Tragedia in strada: anziana investita e trascinata per venti metri
Tragedia in strada: anziana investita e trascinata per venti metri
Pordenone, 11 novembre 2025 – Una donna di 75 anni è morta nella tarda serata di ieri in via Udine, a Pordenone, dopo essere stata investita da un’auto all’incrocio con via Sile, a pochi passi da casa sua. Secondo la ricostruzione della polizia locale del Distretto del Friuli Occidentale, la vittima sarebbe stata trascinata per circa 20 metri da una Mercedes Classe A guidata da un uomo di 32 anni, residente a Cordenons, che – dalle prime dichiarazioni – non si sarebbe accorto dell’impatto.
Investita e trascinata: la tragedia in via Udine
L’incidente è avvenuto poco dopo le 22, in un tratto di strada che collega il centro con la periferia sud. L’anziana, dicono i testimoni raccolti dagli agenti, stava attraversando la strada vicino all’incrocio con via Sile, in una zona residenziale dove di sera il traffico è di solito scarso. “Abbiamo sentito un botto secco, poi le sirene”, racconta un abitante del civico 14. Solo dopo qualche minuto i passanti si sono resi conto della gravità della situazione e hanno chiamato il 118.
I soccorsi sono arrivati in pochi minuti, inviati dalla centrale operativa Sores Fvg. Hanno tentato di rianimare la donna direttamente sull’asfalto, sotto la luce gialla dei lampioni. Poi è stata portata d’urgenza al Pronto soccorso di Pordenone, dove però i medici hanno potuto solo constatarne la morte, a causa delle gravi ferite.
Polizia al lavoro: i rilievi e le prime indagini
Gli agenti hanno isolato la zona con il nastro bianco e rosso, chiudendo via Udine tra via Sile e via Piave per ore. I rilievi sono durati fino a notte fonda. “Stiamo cercando di capire bene come è andata – spiega il comandante Marco De Luca – ma sembra chiaro che la donna è stata colpita dalla parte davanti dell’auto e poi trascinata per diversi metri”.
Il conducente della Mercedes, un 32enne di Cordenons, è stato identificato sul posto e sottoposto ai test per alcol e droghe. “Non ho sentito niente, solo un colpo”, avrebbe detto ai poliziotti nei primi interrogatori. La sua posizione ora è al vaglio della magistratura, che ha sequestrato il veicolo e messo a disposizione la salma per eventuali esami.
Il quartiere sotto choc: “Un incrocio da sempre pericoloso”
Nel quartiere regna lo sconforto. La vittima era conosciuta da molti, viveva in una palazzina vicino all’incrocio e spesso passava di lì per andare in farmacia o al supermercato. “Era una persona riservata ma gentile”, ricorda una vicina, ancora scossa.
Via Udine non è nuova a incidenti simili. I residenti denunciano da tempo la scarsa illuminazione e la mancanza di attraversamenti pedonali ben segnati all’altezza di via Sile. “Abbiamo chiesto più volte al Comune di intervenire”, spiega un rappresentante del comitato di quartiere, “ma finora nulla è cambiato”.
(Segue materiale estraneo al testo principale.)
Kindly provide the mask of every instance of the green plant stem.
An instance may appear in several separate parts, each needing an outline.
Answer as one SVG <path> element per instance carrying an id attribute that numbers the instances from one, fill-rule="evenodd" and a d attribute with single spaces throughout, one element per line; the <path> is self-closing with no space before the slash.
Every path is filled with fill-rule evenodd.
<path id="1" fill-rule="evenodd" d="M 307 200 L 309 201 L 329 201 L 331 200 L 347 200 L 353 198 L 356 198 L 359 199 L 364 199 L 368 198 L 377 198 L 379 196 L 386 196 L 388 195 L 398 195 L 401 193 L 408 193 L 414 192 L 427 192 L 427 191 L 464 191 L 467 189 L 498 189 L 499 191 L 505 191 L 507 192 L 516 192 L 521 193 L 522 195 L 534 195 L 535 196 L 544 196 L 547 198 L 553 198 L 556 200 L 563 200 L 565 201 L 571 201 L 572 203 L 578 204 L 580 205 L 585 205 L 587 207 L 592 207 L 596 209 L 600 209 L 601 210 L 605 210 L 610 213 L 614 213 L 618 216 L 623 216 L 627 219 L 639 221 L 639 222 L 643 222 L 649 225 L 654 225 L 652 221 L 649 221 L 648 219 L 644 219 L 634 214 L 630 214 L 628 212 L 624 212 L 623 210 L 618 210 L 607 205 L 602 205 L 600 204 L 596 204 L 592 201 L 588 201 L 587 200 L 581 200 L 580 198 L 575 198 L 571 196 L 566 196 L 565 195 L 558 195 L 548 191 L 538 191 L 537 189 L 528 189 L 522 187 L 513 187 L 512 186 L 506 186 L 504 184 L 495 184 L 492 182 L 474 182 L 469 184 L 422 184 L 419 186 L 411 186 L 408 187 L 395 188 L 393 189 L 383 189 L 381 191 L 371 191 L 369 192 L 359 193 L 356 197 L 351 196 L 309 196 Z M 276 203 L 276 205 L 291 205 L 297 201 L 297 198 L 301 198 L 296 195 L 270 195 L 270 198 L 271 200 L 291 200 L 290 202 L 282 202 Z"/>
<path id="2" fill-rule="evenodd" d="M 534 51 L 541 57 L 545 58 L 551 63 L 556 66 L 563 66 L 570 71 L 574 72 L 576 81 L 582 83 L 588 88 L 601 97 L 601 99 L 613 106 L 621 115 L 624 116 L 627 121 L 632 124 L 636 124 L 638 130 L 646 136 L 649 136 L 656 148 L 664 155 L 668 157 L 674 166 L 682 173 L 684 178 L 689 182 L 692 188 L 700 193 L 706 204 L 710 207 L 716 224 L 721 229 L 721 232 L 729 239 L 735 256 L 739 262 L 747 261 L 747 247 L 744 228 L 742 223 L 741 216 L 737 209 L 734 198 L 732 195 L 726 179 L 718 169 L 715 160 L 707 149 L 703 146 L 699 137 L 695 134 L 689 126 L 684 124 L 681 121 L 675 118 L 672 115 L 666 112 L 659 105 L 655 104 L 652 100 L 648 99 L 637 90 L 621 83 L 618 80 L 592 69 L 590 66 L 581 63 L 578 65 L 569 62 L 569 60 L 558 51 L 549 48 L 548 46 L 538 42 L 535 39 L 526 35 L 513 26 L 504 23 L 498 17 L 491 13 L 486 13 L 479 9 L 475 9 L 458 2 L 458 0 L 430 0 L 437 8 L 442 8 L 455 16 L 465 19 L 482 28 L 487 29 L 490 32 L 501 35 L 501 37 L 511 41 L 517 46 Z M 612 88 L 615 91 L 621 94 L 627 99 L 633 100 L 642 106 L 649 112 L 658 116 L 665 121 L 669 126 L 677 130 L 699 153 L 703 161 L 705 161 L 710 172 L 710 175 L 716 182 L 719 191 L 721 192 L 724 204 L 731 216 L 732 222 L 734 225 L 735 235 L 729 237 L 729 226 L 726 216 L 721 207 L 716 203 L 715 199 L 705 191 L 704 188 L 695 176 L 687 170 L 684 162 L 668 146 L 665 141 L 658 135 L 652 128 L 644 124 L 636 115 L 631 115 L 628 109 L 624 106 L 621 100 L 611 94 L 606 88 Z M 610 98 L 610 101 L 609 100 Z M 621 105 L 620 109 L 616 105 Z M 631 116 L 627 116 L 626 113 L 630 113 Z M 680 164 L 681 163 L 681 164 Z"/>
Traffico bloccato fino a notte: indagini ancora aperte
Il traffico nella zona sud è rimasto fermo fino a tarda notte. Solo verso l’una la polizia ha riaperto la strada, dopo aver completato i rilievi e rimosso i detriti. La polizia locale invita chi ha visto qualcosa a farsi avanti per aiutare le indagini.
Restano da chiarire la velocità dell’auto e le condizioni di visibilità al momento dell’incidente. La magistratura valuterà nelle prossime ore eventuali responsabilità. Intanto, tutta Pordenone si stringe attorno ai familiari della donna, colpiti da una perdita improvvisa e dolorosa.